Qu’y a-t-il ? demandai-je poliment. La seule réponse que j’obtins fut le redoublement du rire avide. Je ne savais absolument pas comment l’interpréter. Mais je ne fus pas extrêmement surpris lorsque le hurlement retentit.

Steban était nul, question hurlements. Son cri consistait en une espèce de bruit rauque, étranglé, qui donnait plutôt l’impression qu’il était malade comme un chien. Ce type n’avait vraiment aucun sens musical.

J’ouvris les yeux. Il m’était impossible de me concentrer dans ces conditions, et de toute façon il n’y avait plus rien à écouter. Les murmures s’étaient arrêtés au moment où les cris avaient commencé. Après tout, les cris parlaient d’eux-mêmes, non ? J’ouvris donc les yeux juste à temps pour voir Steban jaillir du petit placard situé à l’autre bout du hall et atterrir sur la patinoire. Il parcourut la surface glacée à grand bruit, glissant et dérapant, tout en gémissant en espagnol, avant d’aller buter tête la première contre les planches. Il se redressa tant bien que mal et se précipita vers la sortie, avec des grognements d’horreur. Une petite tache de sang maculait la glace à l’endroit où il était tombé.

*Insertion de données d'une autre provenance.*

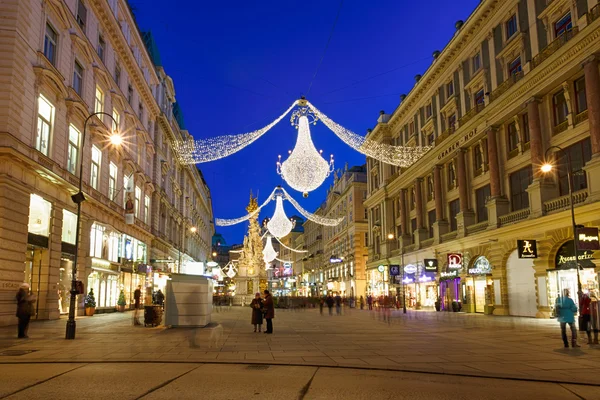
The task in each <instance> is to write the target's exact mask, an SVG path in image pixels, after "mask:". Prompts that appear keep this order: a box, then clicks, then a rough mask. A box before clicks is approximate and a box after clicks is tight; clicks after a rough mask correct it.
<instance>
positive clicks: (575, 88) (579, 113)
mask: <svg viewBox="0 0 600 400" xmlns="http://www.w3.org/2000/svg"><path fill="white" fill-rule="evenodd" d="M575 103H576V104H575V107H576V110H577V114H580V113H582V112H584V111H585V110H587V99H586V98H585V78H580V79H577V80H576V81H575Z"/></svg>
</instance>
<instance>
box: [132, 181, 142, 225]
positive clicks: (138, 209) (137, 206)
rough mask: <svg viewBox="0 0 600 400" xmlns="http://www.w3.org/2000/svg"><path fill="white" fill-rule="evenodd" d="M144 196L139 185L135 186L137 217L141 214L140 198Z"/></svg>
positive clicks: (134, 205) (136, 209) (135, 195)
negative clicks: (140, 207)
mask: <svg viewBox="0 0 600 400" xmlns="http://www.w3.org/2000/svg"><path fill="white" fill-rule="evenodd" d="M141 197H142V190H141V189H140V187H139V186H136V187H135V204H134V207H135V208H134V215H135V217H136V218H139V216H140V200H141Z"/></svg>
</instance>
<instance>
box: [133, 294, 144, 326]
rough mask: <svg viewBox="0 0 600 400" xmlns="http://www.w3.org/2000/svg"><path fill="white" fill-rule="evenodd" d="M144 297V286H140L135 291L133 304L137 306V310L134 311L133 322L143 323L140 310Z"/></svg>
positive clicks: (136, 308)
mask: <svg viewBox="0 0 600 400" xmlns="http://www.w3.org/2000/svg"><path fill="white" fill-rule="evenodd" d="M141 299H142V287H141V286H138V287H137V289H135V291H134V292H133V304H134V307H135V311H134V312H133V324H134V325H141V324H140V320H139V319H138V312H139V311H140V301H141Z"/></svg>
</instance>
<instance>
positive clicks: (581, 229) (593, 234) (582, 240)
mask: <svg viewBox="0 0 600 400" xmlns="http://www.w3.org/2000/svg"><path fill="white" fill-rule="evenodd" d="M577 250H600V242H599V241H598V228H579V229H577Z"/></svg>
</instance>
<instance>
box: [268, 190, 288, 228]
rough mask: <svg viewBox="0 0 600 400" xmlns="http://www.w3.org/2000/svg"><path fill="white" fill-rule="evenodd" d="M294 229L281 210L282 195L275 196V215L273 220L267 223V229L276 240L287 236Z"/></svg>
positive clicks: (281, 209)
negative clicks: (276, 238) (271, 234)
mask: <svg viewBox="0 0 600 400" xmlns="http://www.w3.org/2000/svg"><path fill="white" fill-rule="evenodd" d="M293 227H294V223H293V222H292V221H291V220H290V219H289V218H288V217H287V216H286V215H285V211H284V210H283V195H281V194H279V193H278V194H276V195H275V213H274V214H273V218H271V219H270V220H269V222H267V229H268V230H269V232H271V234H272V235H273V236H275V237H277V238H282V237H285V236H287V235H288V234H289V233H290V232H291V231H292V228H293Z"/></svg>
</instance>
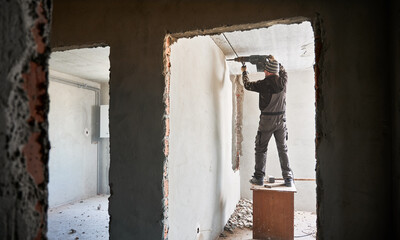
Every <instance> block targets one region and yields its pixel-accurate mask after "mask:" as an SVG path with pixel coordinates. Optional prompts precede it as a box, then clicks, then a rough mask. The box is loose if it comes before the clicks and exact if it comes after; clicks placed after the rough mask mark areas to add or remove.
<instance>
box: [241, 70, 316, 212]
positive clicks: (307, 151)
mask: <svg viewBox="0 0 400 240" xmlns="http://www.w3.org/2000/svg"><path fill="white" fill-rule="evenodd" d="M288 77H289V79H288V85H287V96H286V104H287V105H286V116H287V128H288V132H289V141H288V152H289V161H290V166H291V168H292V170H293V173H294V177H295V178H309V179H315V144H314V139H315V106H314V102H315V90H314V71H313V69H307V70H303V71H288ZM263 78H264V73H255V74H250V80H251V81H255V80H259V79H263ZM259 115H260V110H259V108H258V93H255V92H251V91H247V90H245V93H244V102H243V156H242V157H241V160H240V172H241V173H240V174H241V180H240V181H241V195H242V197H245V198H250V199H252V192H251V191H250V183H249V179H250V178H251V176H252V175H253V172H254V140H255V136H256V133H257V128H258V121H259ZM266 174H267V175H272V176H275V177H280V178H281V177H282V173H281V170H280V165H279V158H278V152H277V150H276V144H275V139H274V138H273V137H272V138H271V140H270V142H269V145H268V154H267V169H266ZM295 184H296V188H297V193H296V194H295V209H296V210H302V211H310V212H315V209H316V183H315V181H311V182H306V181H296V183H295Z"/></svg>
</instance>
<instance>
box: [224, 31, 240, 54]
mask: <svg viewBox="0 0 400 240" xmlns="http://www.w3.org/2000/svg"><path fill="white" fill-rule="evenodd" d="M222 36H224V38H225V40H226V42H227V43H228V44H229V46H231V48H232V51H233V52H234V53H235V55H236V57H239V55H238V54H237V53H236V51H235V49H233V47H232V44H231V42H229V40H228V38H227V37H226V36H225V33H222Z"/></svg>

Deborah franchit la porte en courant, son pistolet à la main ; Steban la bouscula puis gagna la lumière du jour en trébuchant.

« Qu’est-ce qu’il y a ? » demanda Deborah, l’arme toujours brandie.

J’inclinai la tête comme je percevais le dernier écho du gloussement final, et là, avec le grognement d’horreur qui résonnait encore dans mes oreilles, je compris.

« Je crois que Steban a trouvé quelque chose », dis-je.